Auto 2035, ACEA sfida Bruxelles: “Target irrealistico, serve flessibilità” - Affaritaliani.it

Auto e Motori

Ultimo aggiornamento: 07:45

Auto 2035, ACEA sfida Bruxelles: “Target irrealistico, serve flessibilità”

Nel confronto sul 2035 la UE valuta “tutte le tecnologie”, dagli e-fuel agli ibridi plug-in. ACEA avverte: obiettivo a zero emissioni irraggiungibile senza flessibilità e tempi realistici.

di Giovanni Alessi

Per una volta la discussione sull’auto del futuro entra nella vita quotidiana degli europei senza tecnicismi.

Da un lato c’è Bruxelles che ribadisce l’ambizione climatica, dall’altro l’industria che chiede di allargare il perimetro delle soluzioni. Il messaggio che filtra dai palazzi europei è chiaro: sono “al vaglio tutte le tecnologie”, non solo l’elettrico puro. Tradotto, gli e-fuel e gli ibridi plug-in tornano al centro del dialogo come strumenti per accompagnare il mercato verso la soglia del 2035 senza perdere pezzi lungo la strada.

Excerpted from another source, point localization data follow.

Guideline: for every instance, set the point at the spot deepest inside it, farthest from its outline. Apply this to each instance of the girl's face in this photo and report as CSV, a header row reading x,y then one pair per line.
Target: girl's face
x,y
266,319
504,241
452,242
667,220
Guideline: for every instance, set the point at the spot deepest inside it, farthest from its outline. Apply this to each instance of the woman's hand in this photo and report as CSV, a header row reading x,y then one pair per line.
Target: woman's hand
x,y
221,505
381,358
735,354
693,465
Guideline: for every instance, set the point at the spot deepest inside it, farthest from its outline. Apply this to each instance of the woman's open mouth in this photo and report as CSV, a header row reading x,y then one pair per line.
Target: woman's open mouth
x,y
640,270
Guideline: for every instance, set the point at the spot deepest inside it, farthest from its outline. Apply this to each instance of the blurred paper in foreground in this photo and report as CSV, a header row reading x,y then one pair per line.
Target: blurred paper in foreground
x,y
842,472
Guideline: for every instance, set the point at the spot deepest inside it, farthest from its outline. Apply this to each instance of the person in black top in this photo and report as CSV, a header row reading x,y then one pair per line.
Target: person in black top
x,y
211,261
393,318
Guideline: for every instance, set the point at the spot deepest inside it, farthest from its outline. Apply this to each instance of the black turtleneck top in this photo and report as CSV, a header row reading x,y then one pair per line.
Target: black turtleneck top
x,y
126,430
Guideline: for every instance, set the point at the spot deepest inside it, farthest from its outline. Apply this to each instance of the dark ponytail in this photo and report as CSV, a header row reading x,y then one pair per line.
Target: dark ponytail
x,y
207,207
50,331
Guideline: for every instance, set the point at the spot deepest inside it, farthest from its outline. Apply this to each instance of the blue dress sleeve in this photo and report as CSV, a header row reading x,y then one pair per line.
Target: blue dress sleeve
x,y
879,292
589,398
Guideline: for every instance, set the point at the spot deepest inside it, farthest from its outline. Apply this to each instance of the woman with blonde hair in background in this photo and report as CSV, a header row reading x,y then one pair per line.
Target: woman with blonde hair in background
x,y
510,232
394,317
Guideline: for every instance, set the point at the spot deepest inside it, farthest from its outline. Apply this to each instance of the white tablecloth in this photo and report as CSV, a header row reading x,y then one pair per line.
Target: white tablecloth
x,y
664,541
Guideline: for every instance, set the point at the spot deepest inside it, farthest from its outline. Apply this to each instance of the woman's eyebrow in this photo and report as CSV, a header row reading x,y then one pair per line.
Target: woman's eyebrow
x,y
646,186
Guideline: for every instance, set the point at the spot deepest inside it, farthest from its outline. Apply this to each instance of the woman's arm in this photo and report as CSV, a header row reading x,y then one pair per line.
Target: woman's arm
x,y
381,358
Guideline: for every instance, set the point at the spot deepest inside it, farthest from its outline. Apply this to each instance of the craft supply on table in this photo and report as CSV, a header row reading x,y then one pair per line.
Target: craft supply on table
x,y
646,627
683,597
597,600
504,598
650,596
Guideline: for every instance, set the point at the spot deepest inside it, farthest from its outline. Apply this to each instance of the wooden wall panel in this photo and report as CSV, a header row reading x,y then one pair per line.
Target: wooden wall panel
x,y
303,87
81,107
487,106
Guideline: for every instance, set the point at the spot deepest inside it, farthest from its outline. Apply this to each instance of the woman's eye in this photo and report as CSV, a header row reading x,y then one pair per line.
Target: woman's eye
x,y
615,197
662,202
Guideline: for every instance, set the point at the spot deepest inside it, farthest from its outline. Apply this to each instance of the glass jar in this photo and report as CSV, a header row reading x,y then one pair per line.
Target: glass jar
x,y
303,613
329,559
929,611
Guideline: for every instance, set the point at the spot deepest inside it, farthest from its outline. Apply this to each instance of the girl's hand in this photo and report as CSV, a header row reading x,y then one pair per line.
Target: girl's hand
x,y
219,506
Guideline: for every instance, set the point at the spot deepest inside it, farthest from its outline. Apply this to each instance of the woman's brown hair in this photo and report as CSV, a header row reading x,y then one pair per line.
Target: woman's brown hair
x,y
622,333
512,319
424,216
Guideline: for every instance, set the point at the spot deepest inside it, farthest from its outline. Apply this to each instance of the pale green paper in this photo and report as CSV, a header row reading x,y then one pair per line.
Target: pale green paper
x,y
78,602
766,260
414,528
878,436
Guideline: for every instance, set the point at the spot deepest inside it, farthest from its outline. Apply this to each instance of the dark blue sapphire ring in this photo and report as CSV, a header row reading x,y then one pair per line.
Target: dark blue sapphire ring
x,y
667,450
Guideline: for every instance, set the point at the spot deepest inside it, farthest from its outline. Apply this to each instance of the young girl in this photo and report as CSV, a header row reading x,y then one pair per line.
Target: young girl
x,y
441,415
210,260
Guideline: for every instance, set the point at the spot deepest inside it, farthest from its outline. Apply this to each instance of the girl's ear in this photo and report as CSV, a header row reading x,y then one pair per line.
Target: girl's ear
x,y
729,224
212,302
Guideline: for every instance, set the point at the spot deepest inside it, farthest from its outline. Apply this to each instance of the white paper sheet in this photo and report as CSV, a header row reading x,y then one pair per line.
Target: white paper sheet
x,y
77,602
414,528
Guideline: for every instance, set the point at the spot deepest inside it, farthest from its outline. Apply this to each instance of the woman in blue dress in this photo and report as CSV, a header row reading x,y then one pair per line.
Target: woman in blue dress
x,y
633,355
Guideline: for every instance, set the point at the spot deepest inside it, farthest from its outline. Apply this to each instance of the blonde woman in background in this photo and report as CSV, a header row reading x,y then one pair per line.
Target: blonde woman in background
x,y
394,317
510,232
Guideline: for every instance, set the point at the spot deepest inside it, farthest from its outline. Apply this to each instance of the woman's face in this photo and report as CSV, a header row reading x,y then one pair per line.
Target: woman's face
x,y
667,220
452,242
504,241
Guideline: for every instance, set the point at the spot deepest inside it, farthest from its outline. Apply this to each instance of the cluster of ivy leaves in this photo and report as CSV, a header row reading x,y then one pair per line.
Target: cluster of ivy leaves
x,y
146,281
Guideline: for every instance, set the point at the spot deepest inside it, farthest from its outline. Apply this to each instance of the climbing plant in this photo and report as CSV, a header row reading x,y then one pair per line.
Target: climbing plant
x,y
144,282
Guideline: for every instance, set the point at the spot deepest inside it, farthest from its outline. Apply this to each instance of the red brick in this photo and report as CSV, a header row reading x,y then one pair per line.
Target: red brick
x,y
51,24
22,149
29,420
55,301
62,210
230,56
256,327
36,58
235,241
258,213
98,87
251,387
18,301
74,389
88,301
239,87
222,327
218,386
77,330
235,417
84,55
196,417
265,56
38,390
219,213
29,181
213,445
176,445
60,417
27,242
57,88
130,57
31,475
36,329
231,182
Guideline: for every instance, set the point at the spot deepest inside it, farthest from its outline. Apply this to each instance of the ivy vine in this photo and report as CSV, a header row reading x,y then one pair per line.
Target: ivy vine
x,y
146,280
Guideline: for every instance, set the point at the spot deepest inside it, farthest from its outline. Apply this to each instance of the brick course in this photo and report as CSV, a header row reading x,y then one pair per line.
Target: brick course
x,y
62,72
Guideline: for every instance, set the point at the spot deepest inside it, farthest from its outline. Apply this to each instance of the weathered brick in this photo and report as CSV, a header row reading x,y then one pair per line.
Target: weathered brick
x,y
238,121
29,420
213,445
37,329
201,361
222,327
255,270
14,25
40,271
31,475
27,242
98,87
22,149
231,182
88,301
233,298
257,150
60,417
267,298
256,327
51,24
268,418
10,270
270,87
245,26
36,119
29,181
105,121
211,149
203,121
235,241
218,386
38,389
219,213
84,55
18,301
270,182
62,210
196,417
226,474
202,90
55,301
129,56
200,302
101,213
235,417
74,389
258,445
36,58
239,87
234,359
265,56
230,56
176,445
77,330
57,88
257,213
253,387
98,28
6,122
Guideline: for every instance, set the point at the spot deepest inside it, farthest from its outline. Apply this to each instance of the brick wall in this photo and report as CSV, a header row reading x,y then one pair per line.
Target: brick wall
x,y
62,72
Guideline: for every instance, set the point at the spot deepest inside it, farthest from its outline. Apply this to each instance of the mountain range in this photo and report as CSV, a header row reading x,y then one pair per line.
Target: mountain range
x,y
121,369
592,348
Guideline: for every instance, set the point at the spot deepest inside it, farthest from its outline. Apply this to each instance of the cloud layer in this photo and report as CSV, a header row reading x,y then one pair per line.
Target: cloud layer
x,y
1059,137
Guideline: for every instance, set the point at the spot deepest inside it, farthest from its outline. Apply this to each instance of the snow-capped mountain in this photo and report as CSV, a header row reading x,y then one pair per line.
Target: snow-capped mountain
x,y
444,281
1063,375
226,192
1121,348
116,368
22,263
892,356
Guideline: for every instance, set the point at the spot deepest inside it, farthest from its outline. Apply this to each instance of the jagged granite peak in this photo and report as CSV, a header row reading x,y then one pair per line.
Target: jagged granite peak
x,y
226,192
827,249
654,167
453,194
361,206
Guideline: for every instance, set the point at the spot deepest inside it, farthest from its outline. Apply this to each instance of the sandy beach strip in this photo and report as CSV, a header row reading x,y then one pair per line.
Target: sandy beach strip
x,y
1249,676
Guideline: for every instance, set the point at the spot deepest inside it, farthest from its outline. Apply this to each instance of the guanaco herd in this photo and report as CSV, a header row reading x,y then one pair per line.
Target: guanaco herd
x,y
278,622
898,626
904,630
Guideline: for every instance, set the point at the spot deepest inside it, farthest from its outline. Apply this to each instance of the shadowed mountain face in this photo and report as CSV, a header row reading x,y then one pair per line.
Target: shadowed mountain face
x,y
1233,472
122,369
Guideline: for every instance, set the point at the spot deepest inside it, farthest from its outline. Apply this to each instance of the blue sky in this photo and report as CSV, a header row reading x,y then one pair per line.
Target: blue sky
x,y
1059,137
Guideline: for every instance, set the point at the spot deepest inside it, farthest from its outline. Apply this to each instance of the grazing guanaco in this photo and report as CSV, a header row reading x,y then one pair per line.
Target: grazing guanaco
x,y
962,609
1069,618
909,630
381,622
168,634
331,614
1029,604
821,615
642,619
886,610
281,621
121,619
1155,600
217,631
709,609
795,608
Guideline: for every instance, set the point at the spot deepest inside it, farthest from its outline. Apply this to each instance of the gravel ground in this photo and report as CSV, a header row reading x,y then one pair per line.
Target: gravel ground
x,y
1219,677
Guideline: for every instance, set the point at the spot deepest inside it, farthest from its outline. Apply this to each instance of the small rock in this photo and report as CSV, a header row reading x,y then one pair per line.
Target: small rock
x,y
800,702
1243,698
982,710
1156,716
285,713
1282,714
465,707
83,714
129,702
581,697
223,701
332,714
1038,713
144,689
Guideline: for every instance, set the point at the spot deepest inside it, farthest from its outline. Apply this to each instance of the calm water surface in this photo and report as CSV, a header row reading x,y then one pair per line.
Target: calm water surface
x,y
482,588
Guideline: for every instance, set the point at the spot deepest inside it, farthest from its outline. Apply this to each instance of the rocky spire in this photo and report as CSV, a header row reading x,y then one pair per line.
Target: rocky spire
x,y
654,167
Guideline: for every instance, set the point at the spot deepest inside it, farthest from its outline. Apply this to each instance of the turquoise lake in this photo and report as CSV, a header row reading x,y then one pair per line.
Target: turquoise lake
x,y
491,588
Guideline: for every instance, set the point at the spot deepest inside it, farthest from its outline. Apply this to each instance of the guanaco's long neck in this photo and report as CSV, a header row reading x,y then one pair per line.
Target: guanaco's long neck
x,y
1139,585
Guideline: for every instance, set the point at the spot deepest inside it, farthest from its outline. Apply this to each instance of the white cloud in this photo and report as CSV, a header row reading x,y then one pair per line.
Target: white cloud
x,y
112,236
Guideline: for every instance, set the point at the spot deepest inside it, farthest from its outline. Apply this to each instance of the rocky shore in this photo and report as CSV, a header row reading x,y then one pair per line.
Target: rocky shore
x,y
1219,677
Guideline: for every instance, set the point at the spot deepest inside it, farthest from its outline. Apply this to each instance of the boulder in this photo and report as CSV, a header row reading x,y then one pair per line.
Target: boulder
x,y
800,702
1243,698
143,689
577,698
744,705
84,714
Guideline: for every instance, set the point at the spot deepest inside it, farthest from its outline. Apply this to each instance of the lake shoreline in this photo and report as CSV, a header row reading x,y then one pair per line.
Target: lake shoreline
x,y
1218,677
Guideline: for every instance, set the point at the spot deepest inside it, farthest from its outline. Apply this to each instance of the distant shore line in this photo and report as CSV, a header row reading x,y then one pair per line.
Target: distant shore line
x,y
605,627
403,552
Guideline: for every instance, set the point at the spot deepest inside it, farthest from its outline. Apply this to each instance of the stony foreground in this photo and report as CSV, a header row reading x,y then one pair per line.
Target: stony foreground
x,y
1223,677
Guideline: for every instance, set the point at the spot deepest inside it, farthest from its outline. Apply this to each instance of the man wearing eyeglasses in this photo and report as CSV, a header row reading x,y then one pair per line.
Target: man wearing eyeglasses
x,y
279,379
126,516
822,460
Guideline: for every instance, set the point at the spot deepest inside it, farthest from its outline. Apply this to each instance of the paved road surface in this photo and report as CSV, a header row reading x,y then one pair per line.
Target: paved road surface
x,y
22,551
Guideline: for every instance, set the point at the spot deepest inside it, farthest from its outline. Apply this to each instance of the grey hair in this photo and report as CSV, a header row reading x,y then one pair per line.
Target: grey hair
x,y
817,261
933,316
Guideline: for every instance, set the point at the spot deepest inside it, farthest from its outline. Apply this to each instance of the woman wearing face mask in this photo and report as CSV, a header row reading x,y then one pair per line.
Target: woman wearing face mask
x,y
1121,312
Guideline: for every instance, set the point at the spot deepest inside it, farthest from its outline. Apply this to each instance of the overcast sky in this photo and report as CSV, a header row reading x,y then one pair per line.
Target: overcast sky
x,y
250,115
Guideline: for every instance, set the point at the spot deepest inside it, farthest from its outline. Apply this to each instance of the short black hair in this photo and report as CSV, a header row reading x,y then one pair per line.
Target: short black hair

Nel frattempo, i costruttori riuniti in ACEA mettono sul tavolo il tema più scomodo: con infrastrutture di ricarica a macchia di leopardo, costi energetici altalenanti e una domanda BEV ancora fragile in diversi Paesi, il target 2035 rischia di trasformarsi in un muro. La richiesta è di flessibilità: riconoscere un ruolo transitorio agli ibridi plug-in, definire standard chiari per i carburanti sintetici a bilancio CO₂ neutro, valorizzare le city-car elettriche e la produzione a basse emissioni lungo tutta la filiera. Non si tratta di frenare la transizione, sostengono le aziende, ma di renderla realizzabile.

La Commissione europea ascolta e mette i puntini sulle i: l’obiettivo climatico non si tocca, ma il percorso può essere ottimizzato. L’apertura agli e-fuel non è una concessione ideologica, bensì un cantiere regolatorio complesso che dovrà certificare l’effettivo impatto climatico del combustibile, dalla produzione all’uso. Lo stesso vale per gli ibridi plug-in: potranno avere un posto se i dati sull’utilizzo reale — percorrenze in elettrico, ricariche effettive, emissioni misurate su strada — dimostreranno benefici concreti. In altre parole, meno slogan e più metriche verificabili.

Sullo sfondo rimane il tema che decide tutto: i tempi del mercato. La corsa cinese sui veicoli elettrici spinge i prezzi verso il basso e alza l’asticella tecnologica; l’Europa, per non restare spettatrice, deve accelerare su ricarica ad alta potenza, batterie e materie prime, sostenendo al contempo l’offerta di elettriche accessibili. È qui che la proposta di una nuova categoria di piccole EV a costi contenuti, con incentivi mirati e regole smart, potrebbe fare la differenza. Meno burocrazia per chi produce in Europa, più colonnine dove servono davvero, tariffe intelligenti per ricaricare quando l’energia costa meno: sono tasselli che trasformano la visione in adozione di massa.

Gli e-fuel, intanto, dividono. Per l’industria sono una valvola di sicurezza per flotte, nicchie ad alte prestazioni e per il parco circolante che non scomparirà nel 2035. Per gli ambientalisti, rischiano di diluire gli investimenti sul full electric e di ritardare il taglio delle emissioni nel trasporto di tutti i giorni. La verità, come spesso accade, sta nella scala: se i volumi restano limitati e ben regolati, gli e-fuel possono essere un alleato di transizione; se diventano un alibi, la strada verso il clima neutro si fa tortuosa.

E gli ibridi plug-in? Tecnologicamente hanno compiuto passi avanti, con autonomie elettriche più ampie e logiche di gestione più efficienti. Ma la loro credibilità dipende dall’uso reale: senza una rete di ricarica capillare e convenienti strumenti di tariffazione, la promessa di viaggiare a zero emissioni in città rischia di restare sulla carta. Per questo la partita non è solo industriale: è politica e infrastrutturale.

Alla fine, il bivio europeo è meno ideologico di quanto sembri. L’auto del 2035 non sarà figlia di una singola tecnologia, ma di un ecosistema coerente in cui BEV, PHEV ed eventualmente e-fuel contribuiscono  con regole chiare e misurabili  a un obiettivo comune. Se l’Unione manterrà l’ambizione climatica e ascolterà i dati, non gli alibi, la transizione potrà essere non solo giusta, ma anche competitiva. È questa la sfida che l’Europa non può permettersi di perdere: trasformare la promessa in mobilità reale, senza lasciare indietro consumatori, imprese e territori.